Total reported production averaged 38.2 MBoe/d (85% mineral and royalty, 75% natural gas) for the second quarter of 2021. Total production was 36.8 MBoe/d and 42.6 MBoe/d for the quarters ended March 31, 2021 and June 30, 2020, respectively.

Realized Prices, Revenues, and Net Income

The Company’s average realized price per Boe, excluding the effect of derivative settlements, was $31.79 for the quarter ended June 30, 2021. This is an increase of 21% from $26.27 per Boe from the first quarter of 2021 and a 121% increase compared to $14.37 for the second quarter of 2020. Contributing to this increase was approximately $5.6 million in additional natural gas revenue recognized in the second quarter of 2021 due to realized price differentials during February of 2021 exceeding original Company projections.

Black Stone reported oil and gas revenue of $110.4 million (49% oil and condensate) for the second quarter of 2021, an increase of 27% from $87.1 million in the first quarter of 2021. Oil and gas revenue in the second quarter of 2020 was $55.7 million.

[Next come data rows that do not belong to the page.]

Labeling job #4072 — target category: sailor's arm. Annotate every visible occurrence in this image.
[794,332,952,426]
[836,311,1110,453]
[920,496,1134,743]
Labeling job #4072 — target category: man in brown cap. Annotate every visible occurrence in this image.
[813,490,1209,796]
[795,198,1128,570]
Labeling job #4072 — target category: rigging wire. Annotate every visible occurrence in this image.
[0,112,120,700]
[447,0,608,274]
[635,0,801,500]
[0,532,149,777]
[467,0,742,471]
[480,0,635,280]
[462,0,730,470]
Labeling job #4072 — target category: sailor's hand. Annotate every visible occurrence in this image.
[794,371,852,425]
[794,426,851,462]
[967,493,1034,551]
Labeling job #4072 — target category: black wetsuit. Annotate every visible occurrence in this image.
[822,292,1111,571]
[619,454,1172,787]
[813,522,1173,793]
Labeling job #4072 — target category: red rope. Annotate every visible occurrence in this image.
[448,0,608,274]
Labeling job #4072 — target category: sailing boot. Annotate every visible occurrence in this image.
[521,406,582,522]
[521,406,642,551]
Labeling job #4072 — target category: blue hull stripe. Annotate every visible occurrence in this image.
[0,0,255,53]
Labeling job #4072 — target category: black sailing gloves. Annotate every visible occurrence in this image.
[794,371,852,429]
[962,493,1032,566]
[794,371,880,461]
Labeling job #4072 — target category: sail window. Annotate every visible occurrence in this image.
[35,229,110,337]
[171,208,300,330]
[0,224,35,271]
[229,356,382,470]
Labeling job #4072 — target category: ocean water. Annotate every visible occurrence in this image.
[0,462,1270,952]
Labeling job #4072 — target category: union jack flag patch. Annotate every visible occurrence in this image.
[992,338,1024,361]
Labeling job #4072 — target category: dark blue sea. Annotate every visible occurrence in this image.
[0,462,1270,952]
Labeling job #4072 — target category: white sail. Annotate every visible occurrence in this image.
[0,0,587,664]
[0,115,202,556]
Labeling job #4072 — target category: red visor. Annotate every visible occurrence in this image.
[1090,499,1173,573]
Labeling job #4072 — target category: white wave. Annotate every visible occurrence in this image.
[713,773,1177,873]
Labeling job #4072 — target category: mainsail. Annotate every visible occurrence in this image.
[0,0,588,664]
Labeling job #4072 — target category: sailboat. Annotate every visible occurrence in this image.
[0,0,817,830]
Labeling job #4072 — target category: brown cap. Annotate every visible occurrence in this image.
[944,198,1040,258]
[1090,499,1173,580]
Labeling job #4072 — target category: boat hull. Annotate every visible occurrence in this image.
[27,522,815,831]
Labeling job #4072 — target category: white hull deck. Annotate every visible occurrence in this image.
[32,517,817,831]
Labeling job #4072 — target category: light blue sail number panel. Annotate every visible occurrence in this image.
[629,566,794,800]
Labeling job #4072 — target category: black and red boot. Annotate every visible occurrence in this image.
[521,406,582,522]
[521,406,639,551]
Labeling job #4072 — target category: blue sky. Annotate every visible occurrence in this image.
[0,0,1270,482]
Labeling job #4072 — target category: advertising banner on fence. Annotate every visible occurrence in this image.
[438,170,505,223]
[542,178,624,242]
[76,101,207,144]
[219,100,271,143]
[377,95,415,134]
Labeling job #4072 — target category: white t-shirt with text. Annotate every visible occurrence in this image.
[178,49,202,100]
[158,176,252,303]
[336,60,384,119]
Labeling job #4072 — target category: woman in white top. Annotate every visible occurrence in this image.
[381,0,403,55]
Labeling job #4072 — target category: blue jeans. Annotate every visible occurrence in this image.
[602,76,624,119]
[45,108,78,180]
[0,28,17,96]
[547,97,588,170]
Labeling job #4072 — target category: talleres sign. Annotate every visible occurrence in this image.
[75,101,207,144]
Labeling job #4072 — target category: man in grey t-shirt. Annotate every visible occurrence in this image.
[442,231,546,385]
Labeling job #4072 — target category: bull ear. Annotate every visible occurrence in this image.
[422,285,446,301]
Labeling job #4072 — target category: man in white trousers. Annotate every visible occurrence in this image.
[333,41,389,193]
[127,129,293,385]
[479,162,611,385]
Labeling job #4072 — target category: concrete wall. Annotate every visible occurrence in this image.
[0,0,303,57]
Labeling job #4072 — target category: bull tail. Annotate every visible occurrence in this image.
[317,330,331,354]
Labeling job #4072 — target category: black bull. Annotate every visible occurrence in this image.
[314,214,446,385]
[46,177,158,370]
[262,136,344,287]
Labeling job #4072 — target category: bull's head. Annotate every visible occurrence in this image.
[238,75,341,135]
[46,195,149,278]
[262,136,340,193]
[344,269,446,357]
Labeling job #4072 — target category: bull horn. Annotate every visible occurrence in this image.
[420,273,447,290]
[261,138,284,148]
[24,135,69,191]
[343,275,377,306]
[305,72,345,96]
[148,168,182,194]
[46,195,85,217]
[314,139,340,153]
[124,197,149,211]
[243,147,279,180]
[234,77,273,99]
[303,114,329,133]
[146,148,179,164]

The Company reported a loss on commodity derivative instruments of $59.5 million for the second quarter of 2021, composed of a $17.4 million loss from realized settlements and a non-cash $42.1 million unrealized loss due to the change in value of Black Stone’s derivative positions during the quarter. Black Stone reported losses of $27.9 million and $19.2 million on commodity derivative instruments for the quarters ended March 31, 2021 and June 30, 2020, respectively.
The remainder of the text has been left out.